Mortgage rates have been a hot topic in the housing market over the past 12 months. Compared to the beginning of 2022, rates have risen dramatically. Now they’re dropping, and that has to do with everything happening in the economy.
Nadia Evangelou, Senior Economist and Director of Forecasting at the National Association of Realtors (NAR), explains it well by saying:
“Mortgage rates dropped even further this week as two main factors affecting today’s mortgage market became more favorable. Inflation continued to ease while the Federal Reserve switched to a smaller interest rate hike. As a result, according to Freddie Mac, the 30-year fixed mortgage rate fell to 6.31% from 6.33% the previous week.”
So, what does that mean for homeownership? As mortgage rates fluctuate, they impact purchasing power by impacting the cost of buying a property. Even a small dip can help boost purchasing power. Here’s how it works.
The median-priced home according to the National Association of Realtors (NAR) is $379,100. So, let’s assume you know someone who plans to buy a $400,000 property. If they’re trying to shop at that price point and keep their monthly payment about $2,500-2,600 or below, here’s how their purchasing power can change as mortgage rates move up or down (see chart below).

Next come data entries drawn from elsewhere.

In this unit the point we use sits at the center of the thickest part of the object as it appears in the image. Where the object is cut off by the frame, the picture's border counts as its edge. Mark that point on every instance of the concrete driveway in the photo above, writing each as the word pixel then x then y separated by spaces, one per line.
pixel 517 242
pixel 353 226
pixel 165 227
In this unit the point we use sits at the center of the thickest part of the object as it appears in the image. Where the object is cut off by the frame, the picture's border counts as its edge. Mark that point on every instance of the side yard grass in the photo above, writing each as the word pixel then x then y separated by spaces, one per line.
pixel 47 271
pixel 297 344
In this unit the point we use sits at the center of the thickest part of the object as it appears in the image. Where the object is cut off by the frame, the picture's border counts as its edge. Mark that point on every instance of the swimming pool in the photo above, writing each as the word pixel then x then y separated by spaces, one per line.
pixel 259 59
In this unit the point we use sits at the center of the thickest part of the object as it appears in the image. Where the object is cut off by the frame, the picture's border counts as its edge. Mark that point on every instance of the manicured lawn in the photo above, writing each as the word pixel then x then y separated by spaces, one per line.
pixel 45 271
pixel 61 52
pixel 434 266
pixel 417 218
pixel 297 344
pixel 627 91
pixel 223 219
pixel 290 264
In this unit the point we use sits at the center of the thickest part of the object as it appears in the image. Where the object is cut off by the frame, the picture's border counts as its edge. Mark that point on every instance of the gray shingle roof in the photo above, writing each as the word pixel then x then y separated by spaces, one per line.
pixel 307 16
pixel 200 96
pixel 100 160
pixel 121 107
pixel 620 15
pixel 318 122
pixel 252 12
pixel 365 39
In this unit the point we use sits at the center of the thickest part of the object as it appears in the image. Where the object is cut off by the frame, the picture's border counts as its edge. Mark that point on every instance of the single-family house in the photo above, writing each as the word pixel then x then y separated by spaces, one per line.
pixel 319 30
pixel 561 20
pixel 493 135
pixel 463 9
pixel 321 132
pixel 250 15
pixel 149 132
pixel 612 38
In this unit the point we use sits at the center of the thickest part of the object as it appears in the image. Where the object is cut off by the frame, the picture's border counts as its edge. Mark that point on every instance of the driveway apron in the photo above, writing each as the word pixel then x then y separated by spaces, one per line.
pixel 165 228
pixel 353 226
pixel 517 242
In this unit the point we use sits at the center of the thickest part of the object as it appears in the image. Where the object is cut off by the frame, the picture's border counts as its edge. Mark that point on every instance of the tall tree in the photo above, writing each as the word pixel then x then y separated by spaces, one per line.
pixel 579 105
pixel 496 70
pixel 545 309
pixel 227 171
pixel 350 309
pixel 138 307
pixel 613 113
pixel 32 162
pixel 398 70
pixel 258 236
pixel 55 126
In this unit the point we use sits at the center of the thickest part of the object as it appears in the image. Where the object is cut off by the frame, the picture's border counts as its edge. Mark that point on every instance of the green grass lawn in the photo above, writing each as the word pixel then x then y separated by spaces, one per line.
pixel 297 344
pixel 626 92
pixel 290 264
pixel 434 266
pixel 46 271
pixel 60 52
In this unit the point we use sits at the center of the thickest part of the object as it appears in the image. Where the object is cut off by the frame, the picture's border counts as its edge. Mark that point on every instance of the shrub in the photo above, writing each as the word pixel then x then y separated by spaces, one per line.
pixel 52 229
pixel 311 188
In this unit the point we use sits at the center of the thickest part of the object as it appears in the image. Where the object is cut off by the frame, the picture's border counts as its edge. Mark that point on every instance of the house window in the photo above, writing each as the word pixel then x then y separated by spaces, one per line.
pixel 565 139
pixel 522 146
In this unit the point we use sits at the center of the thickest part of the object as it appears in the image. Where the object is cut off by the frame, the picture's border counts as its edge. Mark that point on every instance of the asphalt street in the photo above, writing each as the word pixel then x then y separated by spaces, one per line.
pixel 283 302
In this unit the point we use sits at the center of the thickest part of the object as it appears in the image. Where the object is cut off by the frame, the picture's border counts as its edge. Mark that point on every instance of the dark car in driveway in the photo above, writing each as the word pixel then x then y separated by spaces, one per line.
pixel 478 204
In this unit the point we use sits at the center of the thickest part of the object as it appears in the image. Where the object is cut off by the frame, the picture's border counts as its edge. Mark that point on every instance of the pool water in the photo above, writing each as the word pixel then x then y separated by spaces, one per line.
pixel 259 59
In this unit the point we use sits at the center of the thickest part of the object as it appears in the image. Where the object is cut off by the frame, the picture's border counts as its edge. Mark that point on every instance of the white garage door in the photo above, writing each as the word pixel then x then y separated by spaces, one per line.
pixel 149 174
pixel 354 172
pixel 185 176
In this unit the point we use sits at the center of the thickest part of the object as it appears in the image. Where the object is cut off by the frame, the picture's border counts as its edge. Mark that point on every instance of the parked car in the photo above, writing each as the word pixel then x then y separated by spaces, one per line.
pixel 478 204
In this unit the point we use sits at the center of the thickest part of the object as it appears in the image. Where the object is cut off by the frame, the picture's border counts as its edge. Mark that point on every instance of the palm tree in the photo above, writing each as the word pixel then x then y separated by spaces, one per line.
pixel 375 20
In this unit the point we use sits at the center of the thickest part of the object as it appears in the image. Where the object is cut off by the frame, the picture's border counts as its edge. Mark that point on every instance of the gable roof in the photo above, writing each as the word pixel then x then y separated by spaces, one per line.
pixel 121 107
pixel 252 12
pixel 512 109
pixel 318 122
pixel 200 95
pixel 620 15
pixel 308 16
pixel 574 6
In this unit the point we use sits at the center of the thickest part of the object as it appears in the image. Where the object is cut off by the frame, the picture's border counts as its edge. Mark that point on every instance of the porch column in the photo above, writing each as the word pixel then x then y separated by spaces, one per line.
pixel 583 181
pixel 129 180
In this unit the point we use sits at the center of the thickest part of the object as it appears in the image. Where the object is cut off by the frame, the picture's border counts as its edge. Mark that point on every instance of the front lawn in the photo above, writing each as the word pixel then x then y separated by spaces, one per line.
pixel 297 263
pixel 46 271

The red shows payments above that threshold and the green indicates a payment within their target range.
This goes to show, even a small quarter-point change in mortgage rates can impact the monthly mortgage payment. That’s why it’s important to follow what the experts are projecting for mortgage rates for the days, months, and the year ahead.
Bottom Line
Mortgage rates are likely to fluctuate depending on what happens with inflation moving forward, but they have dropped slightly in recent weeks. If a 7% rate was too high for you, it might be time to act now while rates have dipped.